Mark Brown wrote at Thursday, August 04, 2011 11:35 PM:
On Thu, Aug 04, 2011 at 08:53:34PM -0700, Stephen Warren wrote:
Well, things break. This is essentially the problem I was describing in the PATCH 0 email, just with a slightly different motivation.
There's a bunch of existing code using that idiom.
Certainly.
I suppose that an alternative here would be to simply ignore any errors from gpio_request. This might have the benefit of removing the need for the other two patches I posted in the series. However, it seems a little dirty; one benefit of the IRQ code calling gpio_request and honoring errors would be to detect when some completely unrelated code had a bug and had called gpio_request on the GPIO before. Such detection would be non-existent if we don't error out on gpio_request. Perhaps some mechanism is needed to indicate that the driver has explicitly already called gpio_request for a legitimate shared purpose, and only then ignore errors?

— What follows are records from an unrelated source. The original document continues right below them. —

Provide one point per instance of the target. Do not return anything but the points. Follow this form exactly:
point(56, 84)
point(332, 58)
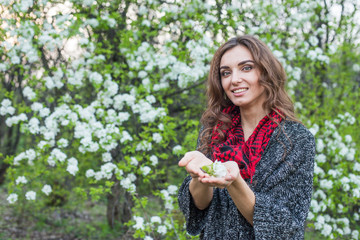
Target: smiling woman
point(250, 127)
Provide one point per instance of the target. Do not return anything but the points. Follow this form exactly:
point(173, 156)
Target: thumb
point(185, 160)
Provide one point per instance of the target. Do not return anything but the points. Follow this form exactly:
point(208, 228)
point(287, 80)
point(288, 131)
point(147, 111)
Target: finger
point(186, 159)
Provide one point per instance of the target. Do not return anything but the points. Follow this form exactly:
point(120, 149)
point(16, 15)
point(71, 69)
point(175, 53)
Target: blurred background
point(100, 99)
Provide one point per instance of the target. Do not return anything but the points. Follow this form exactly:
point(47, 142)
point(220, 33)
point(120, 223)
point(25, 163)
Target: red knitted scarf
point(234, 148)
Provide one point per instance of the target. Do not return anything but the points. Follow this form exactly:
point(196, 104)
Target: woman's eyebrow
point(239, 64)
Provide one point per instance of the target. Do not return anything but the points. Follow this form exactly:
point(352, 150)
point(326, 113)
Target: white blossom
point(144, 146)
point(21, 179)
point(157, 137)
point(62, 143)
point(162, 229)
point(155, 219)
point(46, 189)
point(12, 198)
point(106, 157)
point(327, 184)
point(172, 189)
point(134, 161)
point(96, 78)
point(145, 170)
point(30, 195)
point(326, 230)
point(125, 136)
point(90, 173)
point(29, 93)
point(154, 160)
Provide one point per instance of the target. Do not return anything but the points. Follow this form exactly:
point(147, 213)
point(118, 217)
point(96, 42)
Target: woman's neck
point(250, 118)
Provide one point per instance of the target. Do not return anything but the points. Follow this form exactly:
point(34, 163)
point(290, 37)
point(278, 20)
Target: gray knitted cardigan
point(282, 188)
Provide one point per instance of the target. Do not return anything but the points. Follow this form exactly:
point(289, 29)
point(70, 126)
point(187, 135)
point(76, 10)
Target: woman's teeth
point(240, 90)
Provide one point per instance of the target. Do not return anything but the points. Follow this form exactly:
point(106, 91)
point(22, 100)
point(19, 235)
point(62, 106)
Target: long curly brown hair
point(272, 78)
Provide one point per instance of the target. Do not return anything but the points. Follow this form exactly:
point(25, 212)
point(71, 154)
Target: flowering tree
point(99, 99)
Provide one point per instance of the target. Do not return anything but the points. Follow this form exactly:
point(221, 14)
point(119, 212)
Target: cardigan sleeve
point(282, 202)
point(195, 218)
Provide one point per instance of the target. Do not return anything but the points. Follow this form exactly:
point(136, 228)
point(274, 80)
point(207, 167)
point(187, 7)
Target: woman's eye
point(247, 68)
point(225, 73)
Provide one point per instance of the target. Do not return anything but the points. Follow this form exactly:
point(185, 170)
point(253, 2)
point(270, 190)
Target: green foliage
point(100, 97)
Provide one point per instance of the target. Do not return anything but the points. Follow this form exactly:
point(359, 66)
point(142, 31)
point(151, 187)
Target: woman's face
point(240, 78)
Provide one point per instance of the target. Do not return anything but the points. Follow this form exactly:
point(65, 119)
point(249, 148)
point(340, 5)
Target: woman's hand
point(193, 161)
point(233, 173)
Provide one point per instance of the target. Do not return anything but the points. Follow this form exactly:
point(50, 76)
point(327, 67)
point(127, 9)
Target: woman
point(250, 126)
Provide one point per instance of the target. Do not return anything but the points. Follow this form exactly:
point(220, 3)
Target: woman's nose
point(236, 77)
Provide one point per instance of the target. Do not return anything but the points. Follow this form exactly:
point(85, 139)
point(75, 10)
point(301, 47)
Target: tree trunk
point(119, 205)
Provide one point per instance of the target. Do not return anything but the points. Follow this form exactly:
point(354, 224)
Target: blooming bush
point(99, 100)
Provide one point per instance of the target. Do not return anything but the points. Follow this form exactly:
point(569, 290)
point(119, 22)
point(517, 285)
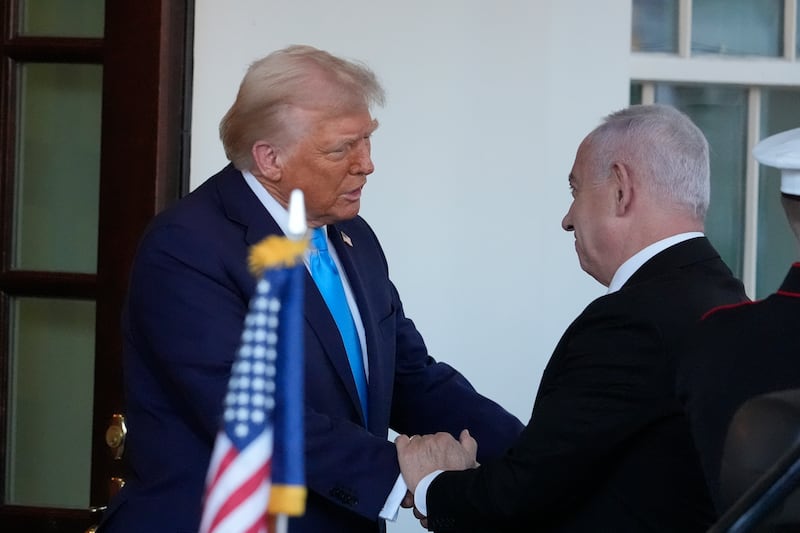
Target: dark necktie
point(326, 276)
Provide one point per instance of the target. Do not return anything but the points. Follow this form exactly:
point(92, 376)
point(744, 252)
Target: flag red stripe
point(223, 465)
point(244, 491)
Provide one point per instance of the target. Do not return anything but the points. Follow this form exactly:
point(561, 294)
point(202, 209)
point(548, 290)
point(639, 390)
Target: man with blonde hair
point(301, 120)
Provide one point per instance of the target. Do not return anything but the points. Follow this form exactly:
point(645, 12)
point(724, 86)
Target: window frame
point(751, 72)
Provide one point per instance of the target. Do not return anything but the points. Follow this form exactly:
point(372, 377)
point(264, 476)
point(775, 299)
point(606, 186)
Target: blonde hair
point(297, 76)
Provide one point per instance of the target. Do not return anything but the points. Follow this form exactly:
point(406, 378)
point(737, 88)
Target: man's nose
point(362, 161)
point(566, 222)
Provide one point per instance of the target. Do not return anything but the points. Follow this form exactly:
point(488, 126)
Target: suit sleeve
point(593, 398)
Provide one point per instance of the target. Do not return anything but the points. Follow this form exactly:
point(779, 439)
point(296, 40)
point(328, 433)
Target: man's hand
point(421, 455)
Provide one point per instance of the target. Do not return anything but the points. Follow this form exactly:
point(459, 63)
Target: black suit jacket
point(607, 447)
point(734, 354)
point(188, 297)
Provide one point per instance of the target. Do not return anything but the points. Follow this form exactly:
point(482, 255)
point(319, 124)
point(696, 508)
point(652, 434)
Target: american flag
point(258, 455)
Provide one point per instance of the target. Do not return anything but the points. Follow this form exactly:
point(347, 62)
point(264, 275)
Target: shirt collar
point(629, 267)
point(276, 210)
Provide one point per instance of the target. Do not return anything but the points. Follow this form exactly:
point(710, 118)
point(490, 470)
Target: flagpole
point(297, 228)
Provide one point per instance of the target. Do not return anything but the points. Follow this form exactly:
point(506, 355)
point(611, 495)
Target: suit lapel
point(243, 207)
point(346, 249)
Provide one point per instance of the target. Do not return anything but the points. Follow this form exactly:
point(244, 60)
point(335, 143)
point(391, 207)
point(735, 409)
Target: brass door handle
point(115, 435)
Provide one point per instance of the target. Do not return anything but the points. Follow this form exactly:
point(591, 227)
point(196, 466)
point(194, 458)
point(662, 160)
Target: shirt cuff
point(421, 493)
point(393, 501)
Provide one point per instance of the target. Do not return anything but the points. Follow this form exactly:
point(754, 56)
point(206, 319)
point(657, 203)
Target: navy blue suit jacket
point(188, 296)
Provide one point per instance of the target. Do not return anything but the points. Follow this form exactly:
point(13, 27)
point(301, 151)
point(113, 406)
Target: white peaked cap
point(782, 151)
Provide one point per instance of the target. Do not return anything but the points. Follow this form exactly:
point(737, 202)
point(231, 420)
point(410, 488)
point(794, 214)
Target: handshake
point(421, 455)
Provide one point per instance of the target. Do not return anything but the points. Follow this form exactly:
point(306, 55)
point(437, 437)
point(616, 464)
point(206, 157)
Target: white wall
point(486, 104)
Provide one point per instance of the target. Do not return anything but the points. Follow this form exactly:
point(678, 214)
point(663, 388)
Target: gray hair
point(663, 147)
point(297, 76)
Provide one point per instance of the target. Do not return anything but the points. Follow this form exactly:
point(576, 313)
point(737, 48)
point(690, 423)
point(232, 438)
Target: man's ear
point(267, 160)
point(623, 187)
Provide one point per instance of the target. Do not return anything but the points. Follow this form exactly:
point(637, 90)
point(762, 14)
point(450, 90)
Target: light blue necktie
point(326, 276)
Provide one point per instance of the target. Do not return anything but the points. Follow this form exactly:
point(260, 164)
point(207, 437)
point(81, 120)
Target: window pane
point(655, 26)
point(50, 402)
point(58, 167)
point(737, 27)
point(61, 18)
point(721, 113)
point(777, 247)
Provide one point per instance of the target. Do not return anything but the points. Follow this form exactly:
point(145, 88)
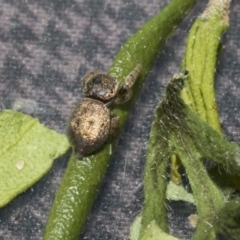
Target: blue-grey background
point(46, 46)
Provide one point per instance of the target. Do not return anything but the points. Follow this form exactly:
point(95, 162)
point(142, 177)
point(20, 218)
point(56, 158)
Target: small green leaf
point(27, 152)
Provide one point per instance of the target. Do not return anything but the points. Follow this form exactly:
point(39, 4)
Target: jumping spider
point(91, 123)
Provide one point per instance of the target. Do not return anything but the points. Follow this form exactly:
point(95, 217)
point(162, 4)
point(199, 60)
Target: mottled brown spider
point(91, 123)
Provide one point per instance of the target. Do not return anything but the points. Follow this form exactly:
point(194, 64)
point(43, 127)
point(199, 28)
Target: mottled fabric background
point(46, 46)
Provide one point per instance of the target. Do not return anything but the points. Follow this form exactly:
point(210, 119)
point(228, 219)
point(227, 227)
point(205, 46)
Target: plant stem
point(201, 58)
point(78, 188)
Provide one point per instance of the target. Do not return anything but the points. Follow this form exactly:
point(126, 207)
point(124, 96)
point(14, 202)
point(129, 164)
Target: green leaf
point(27, 152)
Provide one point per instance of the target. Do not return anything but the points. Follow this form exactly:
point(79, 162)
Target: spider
point(91, 122)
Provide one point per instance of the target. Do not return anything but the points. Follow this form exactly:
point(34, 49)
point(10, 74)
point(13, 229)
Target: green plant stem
point(155, 177)
point(78, 188)
point(179, 130)
point(201, 58)
point(208, 198)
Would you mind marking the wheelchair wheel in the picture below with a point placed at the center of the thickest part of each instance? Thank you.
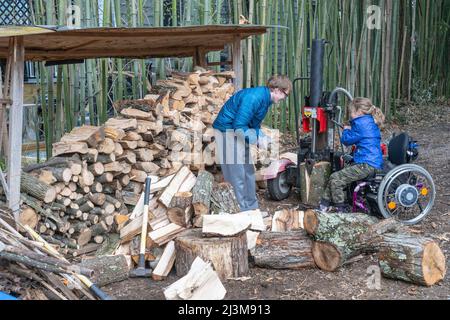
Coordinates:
(407, 192)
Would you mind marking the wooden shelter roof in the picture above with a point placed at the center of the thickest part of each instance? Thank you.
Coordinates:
(53, 44)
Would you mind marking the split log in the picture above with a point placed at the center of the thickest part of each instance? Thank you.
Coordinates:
(128, 156)
(201, 193)
(114, 133)
(283, 250)
(97, 169)
(174, 186)
(106, 158)
(124, 124)
(224, 225)
(60, 148)
(312, 185)
(339, 237)
(36, 188)
(107, 269)
(90, 156)
(83, 236)
(410, 258)
(224, 199)
(98, 199)
(113, 167)
(200, 283)
(287, 220)
(28, 217)
(229, 256)
(165, 263)
(144, 155)
(92, 135)
(136, 114)
(61, 174)
(180, 211)
(97, 187)
(148, 167)
(165, 234)
(105, 178)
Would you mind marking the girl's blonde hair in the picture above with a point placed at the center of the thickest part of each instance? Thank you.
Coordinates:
(365, 106)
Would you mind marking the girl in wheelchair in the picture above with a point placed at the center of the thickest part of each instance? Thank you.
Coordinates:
(364, 132)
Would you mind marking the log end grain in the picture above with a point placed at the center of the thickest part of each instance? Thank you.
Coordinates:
(433, 264)
(326, 256)
(310, 222)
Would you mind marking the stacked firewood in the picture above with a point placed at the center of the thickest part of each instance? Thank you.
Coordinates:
(95, 179)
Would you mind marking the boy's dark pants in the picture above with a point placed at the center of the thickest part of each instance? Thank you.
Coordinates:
(334, 191)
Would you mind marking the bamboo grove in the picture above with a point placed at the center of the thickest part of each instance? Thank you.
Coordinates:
(387, 50)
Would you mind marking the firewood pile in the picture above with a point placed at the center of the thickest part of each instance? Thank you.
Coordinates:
(31, 271)
(95, 179)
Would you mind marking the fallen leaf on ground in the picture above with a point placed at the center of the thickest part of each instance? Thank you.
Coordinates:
(240, 278)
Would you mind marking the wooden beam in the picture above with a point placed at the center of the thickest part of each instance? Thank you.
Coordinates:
(16, 123)
(237, 63)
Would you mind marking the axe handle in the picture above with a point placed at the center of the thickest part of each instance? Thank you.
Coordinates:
(148, 182)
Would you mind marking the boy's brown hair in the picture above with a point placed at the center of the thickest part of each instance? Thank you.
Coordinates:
(280, 82)
(365, 106)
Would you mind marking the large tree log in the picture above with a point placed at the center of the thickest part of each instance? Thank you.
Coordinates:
(339, 237)
(410, 258)
(312, 185)
(224, 199)
(229, 256)
(283, 250)
(180, 211)
(201, 194)
(36, 188)
(225, 225)
(107, 269)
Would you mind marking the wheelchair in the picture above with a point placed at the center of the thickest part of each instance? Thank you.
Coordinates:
(402, 189)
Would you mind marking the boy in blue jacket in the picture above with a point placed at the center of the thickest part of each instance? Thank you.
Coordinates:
(237, 126)
(364, 132)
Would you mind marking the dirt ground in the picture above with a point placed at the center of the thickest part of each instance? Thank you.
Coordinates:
(432, 131)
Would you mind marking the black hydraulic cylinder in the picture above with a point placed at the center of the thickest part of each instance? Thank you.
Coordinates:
(316, 84)
(317, 59)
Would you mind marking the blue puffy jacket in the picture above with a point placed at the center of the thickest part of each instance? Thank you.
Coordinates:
(366, 135)
(244, 113)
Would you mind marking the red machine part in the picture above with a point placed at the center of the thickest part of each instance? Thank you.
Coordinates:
(319, 114)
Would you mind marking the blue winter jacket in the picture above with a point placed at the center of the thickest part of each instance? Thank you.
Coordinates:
(244, 113)
(366, 135)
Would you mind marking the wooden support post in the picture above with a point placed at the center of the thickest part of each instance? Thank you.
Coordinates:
(237, 63)
(16, 123)
(200, 57)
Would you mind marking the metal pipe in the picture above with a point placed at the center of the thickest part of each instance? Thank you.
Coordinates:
(339, 90)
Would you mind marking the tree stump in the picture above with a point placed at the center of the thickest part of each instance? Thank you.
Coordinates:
(107, 269)
(283, 250)
(229, 256)
(412, 259)
(201, 193)
(339, 237)
(313, 185)
(180, 211)
(224, 199)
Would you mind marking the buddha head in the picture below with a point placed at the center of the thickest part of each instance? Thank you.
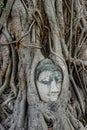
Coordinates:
(48, 79)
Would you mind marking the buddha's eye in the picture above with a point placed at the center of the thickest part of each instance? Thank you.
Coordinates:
(44, 82)
(58, 80)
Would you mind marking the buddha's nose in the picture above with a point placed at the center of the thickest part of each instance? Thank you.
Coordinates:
(53, 86)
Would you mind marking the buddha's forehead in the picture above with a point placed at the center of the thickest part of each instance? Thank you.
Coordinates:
(47, 73)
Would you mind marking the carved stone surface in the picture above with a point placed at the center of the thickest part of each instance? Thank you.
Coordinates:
(49, 78)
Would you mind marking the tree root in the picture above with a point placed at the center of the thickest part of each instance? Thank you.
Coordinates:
(7, 78)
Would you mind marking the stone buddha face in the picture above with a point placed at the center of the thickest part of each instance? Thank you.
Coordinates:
(48, 80)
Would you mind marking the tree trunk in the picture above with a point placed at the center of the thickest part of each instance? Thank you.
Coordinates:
(43, 38)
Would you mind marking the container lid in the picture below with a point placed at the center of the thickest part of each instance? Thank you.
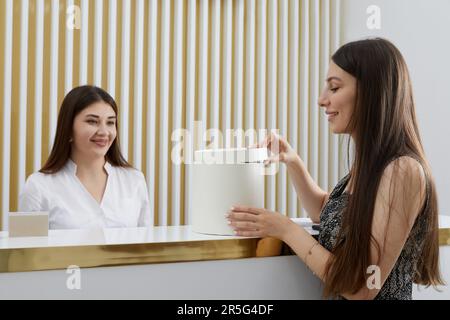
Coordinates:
(231, 156)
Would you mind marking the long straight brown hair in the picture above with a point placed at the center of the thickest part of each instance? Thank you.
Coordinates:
(74, 102)
(384, 127)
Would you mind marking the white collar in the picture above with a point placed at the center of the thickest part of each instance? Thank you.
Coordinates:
(72, 167)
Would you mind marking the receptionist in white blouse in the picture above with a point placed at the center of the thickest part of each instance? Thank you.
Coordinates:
(86, 183)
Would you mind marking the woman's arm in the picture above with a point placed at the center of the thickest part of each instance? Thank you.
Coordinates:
(396, 208)
(30, 199)
(400, 197)
(312, 197)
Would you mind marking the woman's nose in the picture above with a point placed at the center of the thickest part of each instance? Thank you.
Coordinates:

But it's not a bug to use a GPIO as an IRQ source, otherwise we wouldn't have gpio_to_irq() in the first place.
True, but I think there are two cases:
1) Some code legitimately uses a pin as both a GPIO and IRQ, and is fully cognizant of the fact, just like in your example -> no bug.
2) Two pieces of unrelated code somehow accidentally get a GPIO and IRQ number that map to the same resource, e.g. due to incorrect board files or Device Tree content. This is probably a bug, but ends up looking exactly the same as far as the IRQ code's gpio_request call failing in the patch I posted.
Feels like we need a backchannel between gpiolib and the IRQ code to do this. Or perhaps the drivers that implement this should be taking care of setting up the GPIO mode?